上述装置的制备可参照申请号为201010164032.7和201010164041.6中提及的方法制备。也可以直接委托微流控加工企业或实验室制作(如大连物化所)。由于微流控芯片的制备是非常成熟且商业化的,在此就不过多的描述其制备工艺过程了。
二浓度梯度检测
(一)一维浓度梯度的检测
将通道各自的进液管同微注射泵相连,同高浓度液体通道4相连接的注射器中装有按标准方法配置的荧光素溶液,同缓冲液通道6相连接的注射器中装有蒸馏水,高浓度液体池8不填充液体,缓冲液通道Ⅱ10不连接注射泵。微注射泵的流速设定为50Μl/min,将荧光素溶液和蒸馏水接触琼脂糖凝胶起设定为t=0。采用倒置荧光显微镜(OlympusIX51)拍摄通道中的荧光强度图片,
实验前十分钟内每十分钟拍照一次,一小时后,每5分钟拍照一次。将拍摄的照片用Photoshop进行灰度处理,用灰度值代表荧光强度并进行数据统计。

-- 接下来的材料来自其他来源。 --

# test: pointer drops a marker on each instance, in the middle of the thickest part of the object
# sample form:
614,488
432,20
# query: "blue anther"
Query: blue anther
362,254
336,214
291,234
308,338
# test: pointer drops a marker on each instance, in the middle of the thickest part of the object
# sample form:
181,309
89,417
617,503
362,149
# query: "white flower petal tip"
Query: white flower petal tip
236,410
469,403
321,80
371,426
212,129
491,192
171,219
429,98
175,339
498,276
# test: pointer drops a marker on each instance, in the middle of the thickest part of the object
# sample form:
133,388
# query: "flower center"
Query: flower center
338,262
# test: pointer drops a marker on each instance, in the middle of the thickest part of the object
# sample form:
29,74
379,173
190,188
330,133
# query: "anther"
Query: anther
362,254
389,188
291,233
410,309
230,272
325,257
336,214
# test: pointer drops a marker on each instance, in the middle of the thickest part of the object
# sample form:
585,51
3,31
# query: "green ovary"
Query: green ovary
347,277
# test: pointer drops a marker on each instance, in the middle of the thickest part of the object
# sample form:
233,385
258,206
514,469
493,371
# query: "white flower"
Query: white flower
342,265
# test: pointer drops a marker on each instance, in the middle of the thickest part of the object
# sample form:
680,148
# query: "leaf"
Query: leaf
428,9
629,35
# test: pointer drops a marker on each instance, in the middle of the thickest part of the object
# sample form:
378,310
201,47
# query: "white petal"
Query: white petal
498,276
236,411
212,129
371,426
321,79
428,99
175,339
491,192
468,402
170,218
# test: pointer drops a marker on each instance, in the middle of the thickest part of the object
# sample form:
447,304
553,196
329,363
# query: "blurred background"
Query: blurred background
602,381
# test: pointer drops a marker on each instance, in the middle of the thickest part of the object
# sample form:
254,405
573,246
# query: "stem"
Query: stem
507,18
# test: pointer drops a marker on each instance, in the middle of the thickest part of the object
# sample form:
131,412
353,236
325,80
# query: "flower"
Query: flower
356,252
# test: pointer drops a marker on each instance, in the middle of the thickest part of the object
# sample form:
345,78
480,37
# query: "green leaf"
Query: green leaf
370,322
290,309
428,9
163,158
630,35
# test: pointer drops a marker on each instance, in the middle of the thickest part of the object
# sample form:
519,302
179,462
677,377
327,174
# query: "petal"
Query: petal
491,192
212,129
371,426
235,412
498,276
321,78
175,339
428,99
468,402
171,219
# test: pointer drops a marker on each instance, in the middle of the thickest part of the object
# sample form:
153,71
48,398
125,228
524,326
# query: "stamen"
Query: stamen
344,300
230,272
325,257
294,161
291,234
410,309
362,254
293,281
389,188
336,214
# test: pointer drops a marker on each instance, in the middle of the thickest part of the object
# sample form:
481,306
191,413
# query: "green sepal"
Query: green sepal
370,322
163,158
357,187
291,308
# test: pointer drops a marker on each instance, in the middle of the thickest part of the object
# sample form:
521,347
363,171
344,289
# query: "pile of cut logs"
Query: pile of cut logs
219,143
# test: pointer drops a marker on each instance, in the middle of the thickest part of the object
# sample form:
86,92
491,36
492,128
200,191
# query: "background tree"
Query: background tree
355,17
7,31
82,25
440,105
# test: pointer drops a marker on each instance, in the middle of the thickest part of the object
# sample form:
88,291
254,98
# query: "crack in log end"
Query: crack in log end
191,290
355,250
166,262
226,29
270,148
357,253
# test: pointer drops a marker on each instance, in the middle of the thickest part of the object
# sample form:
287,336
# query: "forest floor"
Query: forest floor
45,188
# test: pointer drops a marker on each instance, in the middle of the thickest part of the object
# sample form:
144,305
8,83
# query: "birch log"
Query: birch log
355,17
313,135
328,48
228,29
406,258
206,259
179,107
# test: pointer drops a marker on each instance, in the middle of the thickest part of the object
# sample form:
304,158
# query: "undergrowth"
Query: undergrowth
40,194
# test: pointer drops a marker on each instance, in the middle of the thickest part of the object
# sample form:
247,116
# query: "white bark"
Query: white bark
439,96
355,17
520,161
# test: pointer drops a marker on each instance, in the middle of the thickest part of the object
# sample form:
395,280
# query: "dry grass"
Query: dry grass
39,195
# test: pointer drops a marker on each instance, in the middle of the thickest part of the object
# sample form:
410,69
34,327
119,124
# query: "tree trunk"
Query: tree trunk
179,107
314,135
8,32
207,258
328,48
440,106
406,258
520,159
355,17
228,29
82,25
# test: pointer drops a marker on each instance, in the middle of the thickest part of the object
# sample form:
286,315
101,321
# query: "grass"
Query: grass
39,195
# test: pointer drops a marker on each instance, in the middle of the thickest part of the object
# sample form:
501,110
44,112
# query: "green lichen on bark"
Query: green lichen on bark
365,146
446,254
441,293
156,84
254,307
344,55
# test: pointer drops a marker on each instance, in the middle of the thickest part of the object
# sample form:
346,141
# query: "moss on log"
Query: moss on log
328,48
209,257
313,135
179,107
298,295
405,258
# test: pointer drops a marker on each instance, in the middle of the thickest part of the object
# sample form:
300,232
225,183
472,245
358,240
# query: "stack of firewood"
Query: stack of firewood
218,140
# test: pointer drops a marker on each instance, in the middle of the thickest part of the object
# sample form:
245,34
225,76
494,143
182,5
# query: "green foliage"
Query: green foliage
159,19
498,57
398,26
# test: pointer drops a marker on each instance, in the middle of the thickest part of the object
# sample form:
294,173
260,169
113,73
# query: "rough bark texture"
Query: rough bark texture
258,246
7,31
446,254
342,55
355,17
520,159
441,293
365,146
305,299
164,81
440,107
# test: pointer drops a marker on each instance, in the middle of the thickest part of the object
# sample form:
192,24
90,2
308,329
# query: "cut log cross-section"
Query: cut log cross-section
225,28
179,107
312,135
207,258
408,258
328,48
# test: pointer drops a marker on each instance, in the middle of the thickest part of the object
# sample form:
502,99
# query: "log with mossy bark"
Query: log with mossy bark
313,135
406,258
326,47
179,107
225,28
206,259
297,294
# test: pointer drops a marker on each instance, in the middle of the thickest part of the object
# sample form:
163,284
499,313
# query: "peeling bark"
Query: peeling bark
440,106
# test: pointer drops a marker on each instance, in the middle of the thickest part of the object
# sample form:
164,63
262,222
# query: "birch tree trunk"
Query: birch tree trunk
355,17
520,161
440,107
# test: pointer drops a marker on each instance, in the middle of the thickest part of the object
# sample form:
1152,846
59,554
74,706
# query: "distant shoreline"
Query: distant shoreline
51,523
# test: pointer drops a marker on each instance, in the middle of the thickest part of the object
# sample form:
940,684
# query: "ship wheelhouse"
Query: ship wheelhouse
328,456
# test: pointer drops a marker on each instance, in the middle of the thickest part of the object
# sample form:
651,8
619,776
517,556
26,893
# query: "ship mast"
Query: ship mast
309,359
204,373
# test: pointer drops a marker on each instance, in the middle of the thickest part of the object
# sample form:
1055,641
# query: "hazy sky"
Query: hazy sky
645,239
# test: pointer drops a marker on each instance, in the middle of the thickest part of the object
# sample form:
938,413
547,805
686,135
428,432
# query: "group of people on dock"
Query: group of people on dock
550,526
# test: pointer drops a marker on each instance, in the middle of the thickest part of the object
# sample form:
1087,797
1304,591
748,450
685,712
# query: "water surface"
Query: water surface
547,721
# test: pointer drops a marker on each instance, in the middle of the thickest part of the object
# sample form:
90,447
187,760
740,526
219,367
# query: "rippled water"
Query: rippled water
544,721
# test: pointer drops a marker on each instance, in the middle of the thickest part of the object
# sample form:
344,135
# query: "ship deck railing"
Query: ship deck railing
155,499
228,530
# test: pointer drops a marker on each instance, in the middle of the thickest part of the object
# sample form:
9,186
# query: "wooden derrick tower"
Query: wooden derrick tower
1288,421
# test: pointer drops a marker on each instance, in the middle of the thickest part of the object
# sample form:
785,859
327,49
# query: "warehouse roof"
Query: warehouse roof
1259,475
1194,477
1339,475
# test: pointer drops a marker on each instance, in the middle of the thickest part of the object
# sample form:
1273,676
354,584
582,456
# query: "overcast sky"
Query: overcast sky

统计结果详见表1。
表1“一维”浓度梯度的检测
(二)二维浓度梯度的检测
将通道各自的进液管同微注射泵相连,同高浓度液体通道4相连接的注射器中装有按标准方法配置的荧光素溶液,同缓冲液通道6相连接的注射器中装有蒸馏水,同缓冲液通道Ⅱ10相连接的注射器中装有蒸馏水,高浓度液体池8不填充液体。微注射泵的流速设定为50Μl/min,将荧光素溶液和蒸馏水接触琼脂糖凝胶起设定为t=0。采用倒置荧光显微镜(OlympusIX51)拍摄通道中的荧光强度图片,实验前十分钟内每十分钟拍照一次,一小时后,每5分钟拍照一次。将拍摄的照片用Photoshop进行灰度处理,用灰度值代表荧光强度并进行数据统计。统计结果详见表2。
表2“二维”浓度梯度的检测
(三)三维浓度梯度的检测
将通道各自的进液管同微注射泵相连,同高浓度液体通道4相连接的注射器中装有按标准方法配置的荧光素溶液,同缓冲液通道6相连接的注射器中装有蒸馏水,同缓冲液通道Ⅱ10相连接的注射器中装有蒸馏水,高浓度液体池8填充有按标准方法配置的荧光素溶液(同高浓度液体通道4的相同)。微注射泵的流速设定为50ml/min,将荧光素溶液和蒸馏水接触琼脂糖凝胶起设定为t=0。采用倒置荧光显微镜(OlympusIX51)拍摄通道中的荧光强度图片,实验前十分钟内每十分钟拍照一次,一小时后,每5分钟拍照一次。将拍摄的照片用Photoshop进行灰度处理,用灰度值代表荧光强度并进行数据统计。统计结果详见表3。采用本装置检测浓度梯度,其时间准确性可以精确到毫秒。
表3“三维”浓度梯度的检测
三细胞迁移实验
人内皮细胞株EA.Hy926,购自中国科学院上海生科科学研究院细胞资源中心;DMEMF12培养基,购自Invitrogen公司;胎牛血清,购自杭州四季青公司;琼脂糖凝胶,购自Advancebiomatrx公司(美国);PBS缓冲液,购自北京中杉金桥生物技术有限公司;Transwell小室,购自于Corningcostar公司。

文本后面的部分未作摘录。